Sprecher
Beschreibung
Liquid droplets on soft, solid, elastic substrates tend to deform the substrate on which they sit due to the interaction of interfacial and elastic forces. This deformation is the more pronounced the softer the substrate. Our project aims at understanding the mechanisms that determine the resulting morphology of equilibrium droplets.

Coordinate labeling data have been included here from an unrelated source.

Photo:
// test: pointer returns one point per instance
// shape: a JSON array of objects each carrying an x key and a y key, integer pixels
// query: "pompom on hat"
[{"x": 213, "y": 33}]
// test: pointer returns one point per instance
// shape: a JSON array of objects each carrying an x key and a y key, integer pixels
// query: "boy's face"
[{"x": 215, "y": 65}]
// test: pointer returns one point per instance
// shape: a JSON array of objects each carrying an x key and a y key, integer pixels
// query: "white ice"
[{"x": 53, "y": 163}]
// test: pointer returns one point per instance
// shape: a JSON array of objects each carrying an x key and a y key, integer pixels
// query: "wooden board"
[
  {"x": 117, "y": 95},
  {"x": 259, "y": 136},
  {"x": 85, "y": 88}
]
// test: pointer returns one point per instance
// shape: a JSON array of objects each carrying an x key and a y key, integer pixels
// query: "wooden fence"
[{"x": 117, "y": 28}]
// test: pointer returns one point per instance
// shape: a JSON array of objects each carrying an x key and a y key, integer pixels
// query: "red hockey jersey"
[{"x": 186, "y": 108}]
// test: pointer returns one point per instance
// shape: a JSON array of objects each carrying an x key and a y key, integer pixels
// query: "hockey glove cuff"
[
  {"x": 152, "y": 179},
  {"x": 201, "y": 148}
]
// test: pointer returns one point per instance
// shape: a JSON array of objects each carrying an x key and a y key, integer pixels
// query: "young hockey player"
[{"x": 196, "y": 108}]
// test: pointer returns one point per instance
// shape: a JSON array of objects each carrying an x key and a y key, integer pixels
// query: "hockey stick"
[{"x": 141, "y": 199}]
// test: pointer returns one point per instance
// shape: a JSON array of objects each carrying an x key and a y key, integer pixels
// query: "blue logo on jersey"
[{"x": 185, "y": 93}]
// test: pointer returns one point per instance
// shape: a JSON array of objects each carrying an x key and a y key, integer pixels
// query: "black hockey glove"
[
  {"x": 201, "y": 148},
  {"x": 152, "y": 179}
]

To study these phenomena, we explore the dewetting of nanoscopic liquid polystyrene (PS) layers from polydimethylsiloxane (PDMS) elastomer substrates with elasticities varying from G = 1 kPa to 2 MPa. The experimental results reveal a strong influence of the PDMS elasticity on the dewetting dynamics. At the late stages of dewetting, we obtain PS droplets sitting on PDMS seemingly surrounded by a “ring” of liquid, non-crosslinked PDMS molecules at the three-phase contact line (TPCL). This ring appears to be more prominent when the PDMS substrate is softer with a larger proportion of non-crosslinked PDMS molecules compared to stiffer PDMS substrates with only a small proportion of non-cross-linked PDMS molecules.
To understand the experimental observations in detail, we are developing certain numerical techniques that allow us to reveal this liquid phase and the corresponding shape of equilibrium droplets for different substrates and adapt a physical model that can explains it.